The team’s experiments began with the observation that the Kaposi sarcoma-associated herpesvirus produces a usRNA that can control the production of a human protein. Detailed studies using both computational and experimental tools revealed a surprisingly large world of approximately 15 nucleotide-long usRNAs with intriguing characteristics. Many usRNAs interact with proteins already known to be involved in small RNA regulatory pathways. Some also share highly specific nucleotide patterns at one end. The researchers wrote that the existence of several different patterns in usRNAs reflects the diverse pathways in which the RNAs participate.
“These findings suggest that usRNAs are involved in biological processes, and we should investigate them further,” Dr.
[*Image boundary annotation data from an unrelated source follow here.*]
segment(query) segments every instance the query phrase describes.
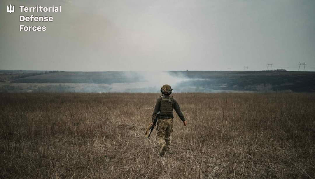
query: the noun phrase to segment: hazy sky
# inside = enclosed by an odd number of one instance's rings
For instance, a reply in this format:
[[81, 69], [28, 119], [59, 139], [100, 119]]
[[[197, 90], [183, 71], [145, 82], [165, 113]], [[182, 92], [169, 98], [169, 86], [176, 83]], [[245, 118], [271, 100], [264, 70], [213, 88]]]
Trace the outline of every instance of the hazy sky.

John noted. “They may be valuable tools to diagnose diseases, or perhaps they could present new drug targets.”
In addition to exploring biomarker potential, he and his colleagues plan to better characterize the various subclasses of usRNAs, identify their protein partners and study how they are made in the cell.
Co-authors of the paper include Zhihua Li, Ph.D., Sang Woo Kim, Ph.D., Yuefeng Lin, of the Department of Computational Biology; Patrick S. Moore, M.D., M.P.H, Department of Microbiology and Molecular Genetics and the Molecular Virology Program, UPCI; and Yuan Chang, M.D., Molecular Virology Program, UPCI.
This research was supported by grants from the National Institute of General Medicine Sciences and the National Cancer Institute, the American Cancer Society, the Pennsylvania Department of Health and the University of Pittsburgh.
A new type of RNA molecule, usRNA. And it has a regulatory role to play.
The original thread was unfortunately moved to the flame war section, partly due to my own fault. Sincere apologies for that. Let’s have a constructive conversation about junk DNA and RNA :).